Living on the edge is a term used to describe infinite lifestyles. The momentum, or ignition that fuels that lifestyle, is uncertainty. We live by impulse and imagination. Our plans are last minute, we never buy in bulk, and we are always dreaming of the voyage. We run from stationary life because at heart, we are gamblers.
This time, the edge is the very place I spent two years creating, the photography gallery and home in Santa Fe. Up until this winter, it operated as a gallery by appointment, while I polished my memoir proposal. After several months, I went to the edge and decided to convert the gallery into a vacation rental. I needed to roam; I longed to gather new material.
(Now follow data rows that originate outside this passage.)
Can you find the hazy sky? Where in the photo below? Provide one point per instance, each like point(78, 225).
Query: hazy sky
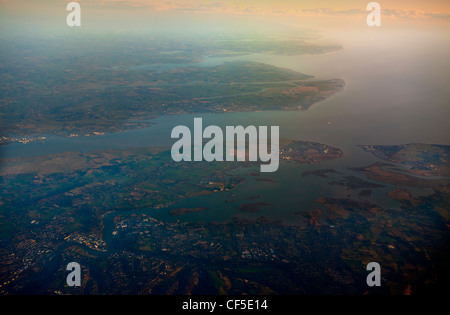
point(326, 14)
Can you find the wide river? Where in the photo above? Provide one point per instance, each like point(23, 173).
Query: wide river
point(396, 92)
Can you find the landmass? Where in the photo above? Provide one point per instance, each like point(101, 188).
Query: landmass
point(71, 96)
point(419, 159)
point(66, 216)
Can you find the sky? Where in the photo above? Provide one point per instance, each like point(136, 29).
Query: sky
point(326, 14)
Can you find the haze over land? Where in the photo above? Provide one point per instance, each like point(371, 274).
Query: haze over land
point(85, 168)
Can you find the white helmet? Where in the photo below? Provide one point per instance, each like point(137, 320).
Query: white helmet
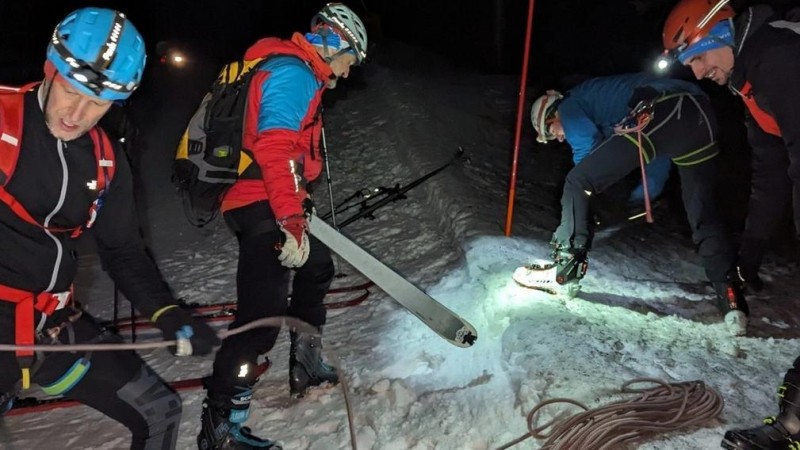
point(542, 112)
point(346, 22)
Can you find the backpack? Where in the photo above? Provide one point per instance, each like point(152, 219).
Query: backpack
point(11, 126)
point(210, 157)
The winter climbed back into bed, and then spring ripped through the ground, and the roses and poppies bloomed. The memoir remained unpublished, and the house began to transform from gallery to a real home. The long uneventful winter punctured my prudent habit of writing, remaining secluded, and avoiding everything but the essentials. By May, I made a silent vow under a stream of sunlight, to enlist into the human race.
The reinvention resembled nature, like today. The day began with a feverish sky of culminating clouds, a long dreary silence, and an absence of light. The street was empty, just the valet from La Posada running to the garage to fetch the cars. They were bundled in winter coats, while the party rental truck loaded the furniture from last evening’s wedding. The storm struck with impetuous force. The valet’s ran with umbrellas, small children yelled for cover, and I took a seat on the back porch. Suddenly, the storm rescinded, and the sun burst through the cloud cover.
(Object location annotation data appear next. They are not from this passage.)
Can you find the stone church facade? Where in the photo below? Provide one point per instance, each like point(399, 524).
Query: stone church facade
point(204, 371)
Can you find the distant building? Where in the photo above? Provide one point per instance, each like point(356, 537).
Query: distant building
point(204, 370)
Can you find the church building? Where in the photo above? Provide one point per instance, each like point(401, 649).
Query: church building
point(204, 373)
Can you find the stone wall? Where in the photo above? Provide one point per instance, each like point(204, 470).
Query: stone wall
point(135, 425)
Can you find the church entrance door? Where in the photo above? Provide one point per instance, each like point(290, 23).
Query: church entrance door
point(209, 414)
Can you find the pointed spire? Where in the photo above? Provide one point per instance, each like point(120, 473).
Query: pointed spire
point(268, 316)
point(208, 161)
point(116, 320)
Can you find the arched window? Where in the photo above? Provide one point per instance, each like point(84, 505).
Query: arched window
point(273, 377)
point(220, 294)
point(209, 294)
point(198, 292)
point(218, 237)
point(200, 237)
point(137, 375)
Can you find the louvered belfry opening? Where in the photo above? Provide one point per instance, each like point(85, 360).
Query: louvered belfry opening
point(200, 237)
My emancipation back into the flow of mixing strangers and friends was alchemy to the house. Now it’s a home; to cook, entertain, and fill with music, laughter and conversation. I can see the faces of the people I’ve met, imagine the next meeting, and anticipate the next outing. The windows and doors are opened, the people who pass by look in. I was cooking dinner one night this week, and noticed a man peeking in the window. He looked like Harrison Ford, just back from the Lost Arch.
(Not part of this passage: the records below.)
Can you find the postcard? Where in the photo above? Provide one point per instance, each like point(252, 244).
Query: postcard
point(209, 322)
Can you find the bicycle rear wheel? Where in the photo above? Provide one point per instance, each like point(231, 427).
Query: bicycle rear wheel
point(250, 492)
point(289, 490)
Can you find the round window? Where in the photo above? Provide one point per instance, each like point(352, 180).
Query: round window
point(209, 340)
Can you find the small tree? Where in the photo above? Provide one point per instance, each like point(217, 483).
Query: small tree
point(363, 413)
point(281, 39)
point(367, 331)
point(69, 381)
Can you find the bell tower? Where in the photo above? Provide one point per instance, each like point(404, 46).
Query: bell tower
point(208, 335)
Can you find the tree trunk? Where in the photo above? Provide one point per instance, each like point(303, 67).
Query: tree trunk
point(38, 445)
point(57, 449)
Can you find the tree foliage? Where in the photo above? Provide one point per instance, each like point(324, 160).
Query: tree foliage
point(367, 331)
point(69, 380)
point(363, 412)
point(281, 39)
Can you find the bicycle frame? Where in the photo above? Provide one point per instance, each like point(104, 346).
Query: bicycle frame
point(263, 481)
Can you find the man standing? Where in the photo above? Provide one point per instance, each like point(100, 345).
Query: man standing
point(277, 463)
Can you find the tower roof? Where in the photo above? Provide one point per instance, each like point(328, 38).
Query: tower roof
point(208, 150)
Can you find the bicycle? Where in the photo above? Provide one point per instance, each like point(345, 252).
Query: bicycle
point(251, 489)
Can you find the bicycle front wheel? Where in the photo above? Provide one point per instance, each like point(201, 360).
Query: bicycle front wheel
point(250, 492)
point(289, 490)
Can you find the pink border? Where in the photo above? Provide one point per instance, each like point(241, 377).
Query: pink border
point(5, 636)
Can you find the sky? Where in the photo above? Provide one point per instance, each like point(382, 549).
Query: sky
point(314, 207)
“ Is this a museum?” he asked when I went to the door.
“ No. It’s a gallery, a home. Well come in, and take a look around.”
Opening the door to a stranger returned the affirmation that impulse socializing is still possible in the banal and sterile world of FACEBOO. You don’t have to be a teenager to recognize a good time, but you need to be an adult to recognize a good fellow.
Some of us lone roamers cannot reverse the inclination to retreat from life; because we find too much confusion, agitation and adversity in the world. Between all of those elements, there are treasures waiting to be discovered: opportunity collaboration, adventure, and most of all companionship.
Even though the comfort of this home has replenished my spirit and temporarily produced a yawn of security, I am preparing to go to the edge. Though I imagine it is another place of endearment, another address, and another gamble, it may be the inner voyage that will transcend.
When I tell people we’re renting the house, they ask me where will you go?
I don’t know yet. Sandy was right; I am like my father. The edge I picked wasn’t a green felt jungle of dice and chips, it’s an artists’ life.